Let’s say that we collect the following data:

\[ \begin{array}{ccc} \hline \text { Gender } & \text { Qualification } & \text { Success Hiring } \\ T & M & E(Y \mid T=t, M=m) \\ \hline 1 & 1 & 0.80 \\ 1 & 0 & 0.40 \\ 0 & 1 & 0.30 \\ 0 & 0 & 0.20 \\ \hline \end{array} \]

\[ \begin{array}{cc} \hline \text { Gender } & \text { Qualification } \\ T & E(M \mid T=t) \\ \hline 0 & 0.40 \\ 1 & 0.75 \\ \hline \end{array} \] Assuming that there’s no confounding, we use the mediator formulas thus:

\[ \begin{aligned} N D E=& \sum_{m}[E[Y \mid T=1, M=m]-E[Y \mid T=0, M=m]] P(M=m \mid T=0) \\ =&[E[Y \mid T=1, M=0]-E[Y \mid T=0, M=0]] P(M=0 \mid T=0) \\ &+[E[Y \mid T=1, M=1]-E[Y \mid T=0, M=1]] P(M=1 \mid T=0) \\ =&(0.4-0.2)(1-0.4)+(0.8-0.3) 0.4 \\ =& 0.32 \\ N I E=& \sum_{m} E[Y \mid T=0, M=m][P(M=m \mid T=1)-P(M=m \mid T=0)] \\ =& E[Y \mid T=0, M=0][P(M=0 \mid T=1)-P(M=0 \mid T=0)] \\ &+E[Y \mid T=0, M=1][P(M=1 \mid T=1)-P(M=1 \mid T=0)] \\ =&(0.75-0.4)(0.3-0.2) \\ =& 0.035 \end{aligned} \]

Therefore, given that the direct effect is substantially larger than the indirect effect, we conclude that it is not the different qualifications in themselves, but the gender that is driving the hiring process in the company.


Mediation analysis aims to disentangle the NDE (which does not pass through the mediator) from the NIE (the part that passes through the mediator).
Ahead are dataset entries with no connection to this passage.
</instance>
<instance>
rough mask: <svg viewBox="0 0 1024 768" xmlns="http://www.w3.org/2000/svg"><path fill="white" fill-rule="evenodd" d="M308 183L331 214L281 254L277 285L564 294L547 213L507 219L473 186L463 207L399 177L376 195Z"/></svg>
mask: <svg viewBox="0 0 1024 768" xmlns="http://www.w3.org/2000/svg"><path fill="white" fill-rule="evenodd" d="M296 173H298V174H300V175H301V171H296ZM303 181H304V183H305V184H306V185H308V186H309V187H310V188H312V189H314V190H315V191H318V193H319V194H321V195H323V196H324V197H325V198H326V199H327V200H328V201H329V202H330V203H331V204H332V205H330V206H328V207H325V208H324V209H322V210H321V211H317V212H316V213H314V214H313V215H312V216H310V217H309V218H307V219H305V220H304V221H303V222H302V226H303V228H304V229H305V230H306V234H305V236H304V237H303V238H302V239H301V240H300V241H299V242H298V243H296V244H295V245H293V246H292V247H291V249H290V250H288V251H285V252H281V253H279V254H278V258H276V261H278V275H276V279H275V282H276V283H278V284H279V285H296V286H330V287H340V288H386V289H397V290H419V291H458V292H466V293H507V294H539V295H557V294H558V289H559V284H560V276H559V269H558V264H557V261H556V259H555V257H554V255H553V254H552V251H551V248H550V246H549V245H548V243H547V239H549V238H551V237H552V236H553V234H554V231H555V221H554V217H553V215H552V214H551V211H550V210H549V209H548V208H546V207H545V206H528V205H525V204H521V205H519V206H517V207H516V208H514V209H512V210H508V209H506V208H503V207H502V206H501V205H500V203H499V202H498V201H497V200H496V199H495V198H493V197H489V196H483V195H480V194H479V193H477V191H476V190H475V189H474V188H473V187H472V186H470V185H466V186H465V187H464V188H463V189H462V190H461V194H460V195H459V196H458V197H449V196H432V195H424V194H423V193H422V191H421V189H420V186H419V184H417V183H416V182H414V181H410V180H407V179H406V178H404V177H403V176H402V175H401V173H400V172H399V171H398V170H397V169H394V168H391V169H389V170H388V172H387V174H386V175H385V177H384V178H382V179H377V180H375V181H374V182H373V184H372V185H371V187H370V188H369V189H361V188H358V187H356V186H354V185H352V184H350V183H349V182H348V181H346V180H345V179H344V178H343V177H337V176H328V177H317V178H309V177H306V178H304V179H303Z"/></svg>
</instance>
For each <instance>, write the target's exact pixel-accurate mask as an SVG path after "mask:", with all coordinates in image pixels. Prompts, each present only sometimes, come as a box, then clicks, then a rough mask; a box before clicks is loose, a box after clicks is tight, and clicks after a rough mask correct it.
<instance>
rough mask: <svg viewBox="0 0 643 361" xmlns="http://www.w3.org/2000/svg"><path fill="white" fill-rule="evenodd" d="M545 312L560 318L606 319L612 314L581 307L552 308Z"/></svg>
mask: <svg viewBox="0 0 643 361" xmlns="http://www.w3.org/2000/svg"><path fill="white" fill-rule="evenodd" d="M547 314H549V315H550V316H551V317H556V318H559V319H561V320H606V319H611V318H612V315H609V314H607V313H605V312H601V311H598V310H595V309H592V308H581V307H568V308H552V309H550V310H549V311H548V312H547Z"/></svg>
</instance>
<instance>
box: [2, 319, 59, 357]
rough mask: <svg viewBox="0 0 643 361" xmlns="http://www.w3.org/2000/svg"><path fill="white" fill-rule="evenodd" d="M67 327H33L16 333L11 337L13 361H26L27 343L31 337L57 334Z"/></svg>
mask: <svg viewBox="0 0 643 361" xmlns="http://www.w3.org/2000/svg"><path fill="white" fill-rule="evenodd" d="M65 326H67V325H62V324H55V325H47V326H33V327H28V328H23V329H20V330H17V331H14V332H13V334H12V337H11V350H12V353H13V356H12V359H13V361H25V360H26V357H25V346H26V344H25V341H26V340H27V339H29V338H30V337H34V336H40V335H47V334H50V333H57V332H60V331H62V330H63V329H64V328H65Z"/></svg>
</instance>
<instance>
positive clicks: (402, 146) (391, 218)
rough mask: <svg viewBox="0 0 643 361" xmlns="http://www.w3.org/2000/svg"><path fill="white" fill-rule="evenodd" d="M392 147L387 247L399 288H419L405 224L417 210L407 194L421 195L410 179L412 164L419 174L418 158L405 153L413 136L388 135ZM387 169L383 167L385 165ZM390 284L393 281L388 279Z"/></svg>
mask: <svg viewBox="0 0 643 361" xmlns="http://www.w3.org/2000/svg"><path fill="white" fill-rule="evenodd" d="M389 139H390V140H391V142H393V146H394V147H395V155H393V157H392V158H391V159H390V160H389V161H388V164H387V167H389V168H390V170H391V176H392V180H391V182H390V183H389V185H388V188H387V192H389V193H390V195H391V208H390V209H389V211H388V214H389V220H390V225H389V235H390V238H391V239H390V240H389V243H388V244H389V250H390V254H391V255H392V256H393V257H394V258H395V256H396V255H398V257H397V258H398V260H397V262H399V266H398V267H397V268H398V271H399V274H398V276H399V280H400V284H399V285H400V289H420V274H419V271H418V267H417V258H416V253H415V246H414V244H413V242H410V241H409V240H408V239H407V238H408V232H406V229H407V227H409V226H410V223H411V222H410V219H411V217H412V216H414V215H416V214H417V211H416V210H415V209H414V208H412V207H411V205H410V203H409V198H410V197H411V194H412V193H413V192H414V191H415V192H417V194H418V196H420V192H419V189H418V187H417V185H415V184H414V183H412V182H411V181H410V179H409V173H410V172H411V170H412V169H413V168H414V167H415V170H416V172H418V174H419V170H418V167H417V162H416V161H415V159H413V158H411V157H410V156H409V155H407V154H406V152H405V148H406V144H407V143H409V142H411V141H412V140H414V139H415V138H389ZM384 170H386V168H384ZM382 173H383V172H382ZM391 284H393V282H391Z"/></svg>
We’ve seen how the correct definition of these effects requires counterfactual thinking that cannot always be empirIcally identified with either experimental or observational evidence. After having stated the required assumptions for identifiability, we practiced recognizing such assumptions with several causal models. Finally, we practiced with a numerical example out of Pearl’s primer.